Anders ist die Situation in vielen EU-Ländern: In Griechenland etwa gibt es gar keine gesetzlich geregelte Lohnfortzahlung im Krankheitsfall. In den ersten 15 Tagen liegt die Höchstgrenze des Krankengeldes bei 12,39 Euro, einschließlich der Zulagen für maximal vier Unterhaltsberechtigte. Nach 15 Tagen liegt die Höchstgrenze der Leistungen bei 22,78 Euro pro Tag. Es gelten drei Karenztage. Ähnlich sind die Bedingungen für Arbeitnehmer in Portugal, im Krankheitsfall sind die Arbeitgeber nicht gesetzlich verpflichtet, den Lohn weiterhin zu zahlen. Auch die Portugiesen erhalten ein gestaffeltes Krankengeld, die Karenzzeit beträgt ebenfalls drei Tage. Sie entfällt nur bei Krankenhausaufenthalten nach einer Entbindung oder bei Arbeitsunfähigkeit aufgrund von Tuberkulose.

In Belgien dagegen gibt es zwar Vorgaben, allerdings keine einheitlichen. Während Angestellte einen Monat lang das volle Gehalt kassieren, bekommen Arbeiter nur in den ersten sieben Tagen der Arbeitsunfähigkeit 100 Prozent ihres Lohnes. Erst danach werden Abzüge fällig. Die Karenzzeit ist hier sehr gering, sie beträgt nur einen Arbeitstag. Spitze im europäischen Vergleich ist Italien. Hier gibt es einen gesetzlichen Anspruch auf Lohnfortzahlung für mindestens 3 Monate. Die dreitägige Karenzzeit gilt nicht bei Tuberkulose. In den Niederlanden ist die Bezugszeit der Lohnfortzahlung mit 52 Wochen zwar noch höher, dafür gibt es hier nur 70 Prozent des Verdienstes bis zur Obergrenze eines täglichen Entgelts von 159 Euro.
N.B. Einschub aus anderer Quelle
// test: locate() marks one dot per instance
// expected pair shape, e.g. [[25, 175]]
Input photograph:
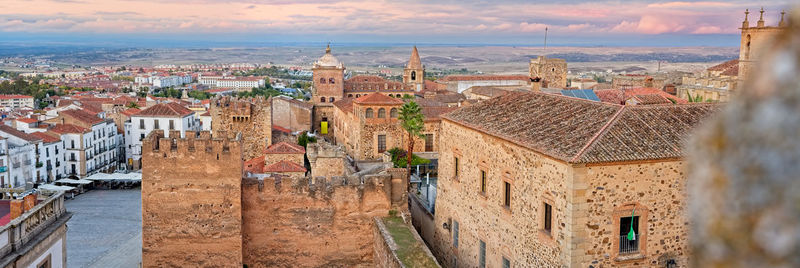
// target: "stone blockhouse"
[[250, 117], [369, 126], [557, 185], [200, 208]]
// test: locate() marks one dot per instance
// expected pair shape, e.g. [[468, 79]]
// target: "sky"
[[510, 22]]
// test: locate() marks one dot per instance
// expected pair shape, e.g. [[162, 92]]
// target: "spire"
[[782, 23], [414, 62]]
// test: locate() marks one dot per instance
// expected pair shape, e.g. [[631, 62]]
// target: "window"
[[429, 142], [548, 218], [483, 182], [629, 235], [381, 143], [455, 234], [455, 165], [482, 254], [507, 194]]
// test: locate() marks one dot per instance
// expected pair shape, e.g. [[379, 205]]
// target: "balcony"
[[26, 228]]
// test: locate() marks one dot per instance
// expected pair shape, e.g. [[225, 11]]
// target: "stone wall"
[[289, 222], [291, 114], [191, 201], [251, 117]]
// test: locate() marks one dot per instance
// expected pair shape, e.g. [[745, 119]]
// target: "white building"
[[164, 116], [16, 101]]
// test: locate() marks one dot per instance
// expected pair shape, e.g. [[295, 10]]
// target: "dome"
[[328, 60]]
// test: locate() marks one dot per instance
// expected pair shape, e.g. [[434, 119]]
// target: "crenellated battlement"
[[194, 142]]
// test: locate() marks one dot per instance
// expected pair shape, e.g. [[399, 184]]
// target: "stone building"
[[368, 126], [199, 207], [563, 183], [552, 73], [251, 117]]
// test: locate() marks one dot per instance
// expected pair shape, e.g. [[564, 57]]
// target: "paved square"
[[105, 229]]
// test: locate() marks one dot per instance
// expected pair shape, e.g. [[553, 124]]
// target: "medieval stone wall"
[[290, 222], [251, 117], [191, 201]]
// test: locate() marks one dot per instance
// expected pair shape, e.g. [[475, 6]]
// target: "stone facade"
[[552, 72], [250, 117], [587, 203]]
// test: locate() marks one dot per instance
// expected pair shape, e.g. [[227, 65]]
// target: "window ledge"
[[630, 257]]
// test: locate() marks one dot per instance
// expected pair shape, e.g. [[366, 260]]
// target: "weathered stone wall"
[[191, 201], [515, 233], [251, 117], [291, 114], [657, 189], [289, 222]]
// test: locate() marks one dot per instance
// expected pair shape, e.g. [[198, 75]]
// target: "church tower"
[[414, 73], [754, 43], [328, 75]]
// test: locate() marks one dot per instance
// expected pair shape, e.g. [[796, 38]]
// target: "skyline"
[[507, 22]]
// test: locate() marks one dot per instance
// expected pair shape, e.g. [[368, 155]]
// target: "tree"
[[413, 122]]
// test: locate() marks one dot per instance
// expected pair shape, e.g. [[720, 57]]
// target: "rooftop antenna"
[[545, 41]]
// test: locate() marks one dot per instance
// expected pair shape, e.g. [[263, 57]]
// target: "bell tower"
[[414, 73]]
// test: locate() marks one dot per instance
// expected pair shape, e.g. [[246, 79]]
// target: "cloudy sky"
[[669, 23]]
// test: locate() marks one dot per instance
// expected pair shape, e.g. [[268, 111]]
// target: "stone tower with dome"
[[328, 76]]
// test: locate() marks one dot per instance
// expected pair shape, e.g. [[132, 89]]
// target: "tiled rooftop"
[[582, 131]]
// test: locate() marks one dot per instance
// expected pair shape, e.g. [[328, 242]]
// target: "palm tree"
[[413, 121]]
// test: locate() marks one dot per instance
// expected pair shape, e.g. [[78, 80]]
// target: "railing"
[[17, 233], [628, 246]]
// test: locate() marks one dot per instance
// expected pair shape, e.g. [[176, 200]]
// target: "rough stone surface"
[[290, 223], [191, 201], [744, 187], [250, 117]]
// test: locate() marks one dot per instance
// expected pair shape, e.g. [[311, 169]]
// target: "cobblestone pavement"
[[105, 229]]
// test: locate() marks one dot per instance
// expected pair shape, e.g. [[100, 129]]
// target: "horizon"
[[211, 23]]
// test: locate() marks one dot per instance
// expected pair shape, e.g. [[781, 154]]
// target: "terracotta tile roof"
[[47, 138], [284, 166], [19, 134], [131, 111], [346, 105], [255, 165], [378, 99], [619, 96], [285, 148], [68, 128], [27, 120], [581, 131], [82, 116], [170, 109], [729, 68], [451, 78]]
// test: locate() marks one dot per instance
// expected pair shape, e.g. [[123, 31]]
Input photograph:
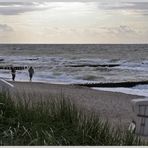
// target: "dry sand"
[[114, 107]]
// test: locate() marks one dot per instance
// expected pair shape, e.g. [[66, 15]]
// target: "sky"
[[79, 21]]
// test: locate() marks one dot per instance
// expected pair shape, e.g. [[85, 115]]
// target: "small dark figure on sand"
[[31, 72], [13, 72]]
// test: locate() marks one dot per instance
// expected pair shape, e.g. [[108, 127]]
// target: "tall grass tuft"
[[55, 122]]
Mit Genehmigung des Ministers können die Berufsverbände diesen Satz allerdings erhöhen. Karenztage gibt es hier nicht.

In Deutschland wird der Vorstoß hin zu strengeren Regeln im Krankheitsfall vermutlich so schnell nicht kommen, da es darüber einen breiten Konsens quer durch alle Parteien gibt. Ein wichtiges Argument ist auch der aktuelle Krankenstand in deutschen Unternehmen. Seit 1976 war er nicht mehr so niedrig wie zurzeit. Nach Angaben des BKK-Bundesverbandes sanken die krankheitsbedingten Fehlzeiten 2004 im Schnitt auf 13 Kalendertage, während es im Vorjahr noch 13,5 Tage waren. Seit 1990 hat sich der Krankenstand sogar halbiert-damals fehlten die Beschäftigten im Durchschnitt an 25 Tagen. In punkto Disziplin rangieren deutsche Arbeitnehmer sogar weit vor ihren Kollegen in Europa. In Norwegen, Schweden und den Niederlanden ist die Zahl der Fehltage durch Krankheit weit größer. In Schweden betrug er zuletzt mehr als das Dreifache.